Neydi konumuz? Hah, ‘Ceylin’! Farkındaysanız bu kadar satırdan sonra ‘Ceylin’i konuşmaya yeni başlayabiliyoruz. Ceylin’in de kendince sorunları var ama bu sorunlar, yönetmenlerinin sorunları kadar “büyük” değiller. Okula gitmek istiyor. Güzel elbiseler ve güzel bir ev istiyor. Tarım işçilerinin başı olan, babası yaşındaki Çavuş’la evlendirilmemek istiyor. Bu kadar alkışın, gürültünün, sosyal medya paylaşımlarının, kutuplaşmanın arasında; aslında gerçekten konuşmamız gereken tek şey Ceylin ve Ceylinlerin yaşamını daha iyi hale getirmek için neler yapmamız gerektiği.

Ceylin’ filmi, yönetmenlerinin ellerinde klaketle poz verip sosyal medya takipçileriyle paylaşmaları için çekilen bir film değil. Üzerinden ego savaşları yapılacak bir film hiç değil. Seyircinin izleyip üzerine düşünmesi gereken bir uzun metraj sinema filmi… Ama maalesef filmle ilgili üzerine konuştuğumuz tek şey “künye krizi”. İnanmıyorsanız Google’a “Ceylin film” yazın ve sonucu görün.

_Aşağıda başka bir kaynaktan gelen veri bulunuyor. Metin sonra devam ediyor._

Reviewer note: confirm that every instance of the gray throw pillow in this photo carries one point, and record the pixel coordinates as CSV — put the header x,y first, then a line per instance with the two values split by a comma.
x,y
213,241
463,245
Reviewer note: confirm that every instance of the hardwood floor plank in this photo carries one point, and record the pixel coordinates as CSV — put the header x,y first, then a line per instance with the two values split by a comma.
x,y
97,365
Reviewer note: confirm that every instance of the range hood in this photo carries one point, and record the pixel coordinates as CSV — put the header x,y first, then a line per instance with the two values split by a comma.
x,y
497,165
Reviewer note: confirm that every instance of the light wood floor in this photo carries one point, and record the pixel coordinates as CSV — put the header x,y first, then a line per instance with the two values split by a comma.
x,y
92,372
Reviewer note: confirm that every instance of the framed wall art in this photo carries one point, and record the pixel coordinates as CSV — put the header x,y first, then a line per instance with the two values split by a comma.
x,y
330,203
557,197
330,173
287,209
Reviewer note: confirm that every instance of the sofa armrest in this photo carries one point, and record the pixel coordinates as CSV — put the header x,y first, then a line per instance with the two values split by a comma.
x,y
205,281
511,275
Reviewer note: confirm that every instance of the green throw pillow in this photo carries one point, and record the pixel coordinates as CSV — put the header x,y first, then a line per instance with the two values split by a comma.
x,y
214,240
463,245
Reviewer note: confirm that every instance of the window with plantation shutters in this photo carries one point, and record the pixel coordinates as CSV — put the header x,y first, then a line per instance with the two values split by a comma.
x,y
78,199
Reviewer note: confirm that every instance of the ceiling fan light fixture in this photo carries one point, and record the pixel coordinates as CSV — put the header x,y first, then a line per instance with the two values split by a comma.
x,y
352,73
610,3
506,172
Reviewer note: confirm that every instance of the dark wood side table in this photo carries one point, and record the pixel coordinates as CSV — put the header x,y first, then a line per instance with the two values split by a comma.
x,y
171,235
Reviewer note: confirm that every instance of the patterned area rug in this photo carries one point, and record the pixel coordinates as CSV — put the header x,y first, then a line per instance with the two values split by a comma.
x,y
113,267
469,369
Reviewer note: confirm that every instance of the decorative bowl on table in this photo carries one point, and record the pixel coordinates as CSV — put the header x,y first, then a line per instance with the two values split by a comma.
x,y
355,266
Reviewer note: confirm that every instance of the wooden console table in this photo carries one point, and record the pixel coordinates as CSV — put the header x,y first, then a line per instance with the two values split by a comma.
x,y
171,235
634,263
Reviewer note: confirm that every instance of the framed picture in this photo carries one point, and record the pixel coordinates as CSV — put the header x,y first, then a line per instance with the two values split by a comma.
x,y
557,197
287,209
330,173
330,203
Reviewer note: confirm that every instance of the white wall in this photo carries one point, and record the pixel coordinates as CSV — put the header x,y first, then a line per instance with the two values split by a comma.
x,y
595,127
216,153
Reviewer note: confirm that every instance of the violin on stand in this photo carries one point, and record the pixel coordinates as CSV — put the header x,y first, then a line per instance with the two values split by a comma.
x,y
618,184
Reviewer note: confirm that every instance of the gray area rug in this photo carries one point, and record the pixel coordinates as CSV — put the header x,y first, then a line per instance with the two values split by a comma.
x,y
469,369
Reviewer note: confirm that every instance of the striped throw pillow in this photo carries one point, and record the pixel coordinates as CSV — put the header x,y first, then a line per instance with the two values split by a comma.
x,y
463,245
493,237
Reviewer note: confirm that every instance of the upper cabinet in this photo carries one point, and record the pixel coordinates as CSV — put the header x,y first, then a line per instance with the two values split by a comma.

Tufan Şimşekcan – Ozan Sihay

Peki, bu toz dumanı geride bırakıp sadece esere odaklanırsak ‘Ceylin’ nasıl bir film?

Ceylin’, konusu ve verdiği sosyal mesajlar açısından kıymetli bir film. Ama filmde oyunculuklar, diyaloglar ve kurgu noktalarında bazı oturmamışlıklar var. Bu da hikâyenin içine girmemize, Ceylin’le empati kurmamıza engel oluyor.

Film yer yer didaktik olma hatasına da düşüyor. Bazı imgeleri, bazı mesajları “kör göze parmak” diyebileceğimiz şekilde izleyiciye göstermeye çalışıyor.

Ceylin rolündeki genç sanatçı Deniz Büyük bakışlarıyla beyazperdede göz dolduruyor. Cabbar rolündeki Mehmet Avcı, Âdem rolündeki Cevher Hikmet Kuzey ve Mehmet Çavuş rolündeki Mehmet Akif Özdemir’in oyunculukları gayet başarılı.

Uluslararası Adana Altın Koza Film Festivali’nden eli boş dönen filmin yapımcıları ve yönetmen Ozan Sihay davalık olmuş durumda. Bu süreç ileride hangi noktaya evrilecek, göreceğiz. Fakat bu krizin hem Şimşekcan’a hem Sihay’a hem de ‘Ceylin’e zarar vereceği kesin.